Gonzalez-Campoy Fires Back
In reaction to the Board of Pharmacy’s response to his initial letter, Dr. Gonzalez-Campoy did not hesitate to press the Director for more answers and transparency. In particular, he declared that the Boards published interpretation caused harm to patients by:
· Eroding the patient-doctor relationship by the innuendo of impropriety;
· Hurting medical education by mandating students to take anti-industry classes, and deeming industry sponsorship of medical education suspect, which is creating a generation of physicians who lack fair balance;
· Hurting the physician-industry relationship because anti-industry messages cause “leadership” of medical groups to shut down their institutions to industry colleagues and their sales are discredited;
· Threatening the steady scientific work force Minnesota enjoyed by anti-industry messages in medical and graduate schools, making it difficult to recruit talented scientists and physicians to work in Minnesota when they learn of the negative practice environment;
· Stagnating medical research/development because investors are unsure;
· Causing the tax base provided by medical industry and the employment opportunities it had brought to Minnesotans to dwindle, such as pharmaceutical companies choosing not to work in Minnesota (even though they continue to do business in Minnesota);
· Depriving dollars previously spent in Minnesota, which helped the economy, including dinner programs for physician education and travel to Minnesota by physician educators, are now being spent elsewhere;
· Wasting Minnesota taxpayer dollars to collect and process data from the by the Minnesota Board of Pharmacy staff; and
· Not reaching optimal patient care because efforts to cut pill costs do not consider global cost of care for individuals or what optimal treatment is.
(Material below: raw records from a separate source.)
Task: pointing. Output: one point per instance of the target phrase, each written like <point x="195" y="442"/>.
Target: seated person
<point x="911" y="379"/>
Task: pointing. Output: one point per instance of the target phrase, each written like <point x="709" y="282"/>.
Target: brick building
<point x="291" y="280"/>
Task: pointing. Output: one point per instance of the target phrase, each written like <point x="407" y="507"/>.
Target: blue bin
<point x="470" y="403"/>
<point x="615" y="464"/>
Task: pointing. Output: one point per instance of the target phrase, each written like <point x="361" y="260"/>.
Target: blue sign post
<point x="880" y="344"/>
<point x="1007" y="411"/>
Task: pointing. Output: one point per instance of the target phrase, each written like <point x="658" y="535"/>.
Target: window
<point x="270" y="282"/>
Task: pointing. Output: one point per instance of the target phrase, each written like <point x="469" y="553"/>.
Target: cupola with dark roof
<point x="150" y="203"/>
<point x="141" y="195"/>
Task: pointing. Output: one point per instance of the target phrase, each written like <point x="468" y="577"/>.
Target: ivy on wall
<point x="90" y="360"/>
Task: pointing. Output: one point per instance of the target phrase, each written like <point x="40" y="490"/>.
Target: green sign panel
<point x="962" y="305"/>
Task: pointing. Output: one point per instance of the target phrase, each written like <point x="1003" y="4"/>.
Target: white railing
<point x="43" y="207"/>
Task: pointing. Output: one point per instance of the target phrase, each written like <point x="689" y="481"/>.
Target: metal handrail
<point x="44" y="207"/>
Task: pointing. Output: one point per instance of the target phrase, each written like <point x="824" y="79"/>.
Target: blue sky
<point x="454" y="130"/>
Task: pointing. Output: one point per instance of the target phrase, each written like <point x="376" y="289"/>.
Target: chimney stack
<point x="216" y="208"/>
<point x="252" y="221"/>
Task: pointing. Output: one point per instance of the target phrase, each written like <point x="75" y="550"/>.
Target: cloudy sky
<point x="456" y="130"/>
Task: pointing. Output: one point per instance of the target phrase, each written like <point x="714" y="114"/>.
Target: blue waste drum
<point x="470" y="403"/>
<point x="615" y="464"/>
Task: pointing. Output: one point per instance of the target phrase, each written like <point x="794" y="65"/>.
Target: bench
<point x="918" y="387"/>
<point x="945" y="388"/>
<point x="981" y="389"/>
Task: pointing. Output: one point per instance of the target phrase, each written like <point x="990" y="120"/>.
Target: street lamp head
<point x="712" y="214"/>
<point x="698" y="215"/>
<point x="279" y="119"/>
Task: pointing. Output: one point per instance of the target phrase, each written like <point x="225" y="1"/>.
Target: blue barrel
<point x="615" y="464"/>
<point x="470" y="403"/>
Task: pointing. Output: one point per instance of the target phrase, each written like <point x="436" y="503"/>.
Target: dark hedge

The harm done to patients, medical education and medical research “has its roots in Minnesota.” The opinions regarding the Minnesota gift laws were a direct catalyst for a major withdrawal by industry in Minnesota, and subsequently in other states, negatively impacting patient welfare and medicine nationally.
Other physicians, companies, state and federal institutions should support Dr. Gonzalez-Campoy and his colleagues before patients lose their voice and are forced to make health choices based on politically funded propaganda.
The research and dedication Dr. Gonzalez-Campoy and his colleagues employ regarding these issues makes them champions for the overwhelming percentage of physicians who practice individualized, patient-centered care, and consider using industry support essential to improving health outcomes for their patients.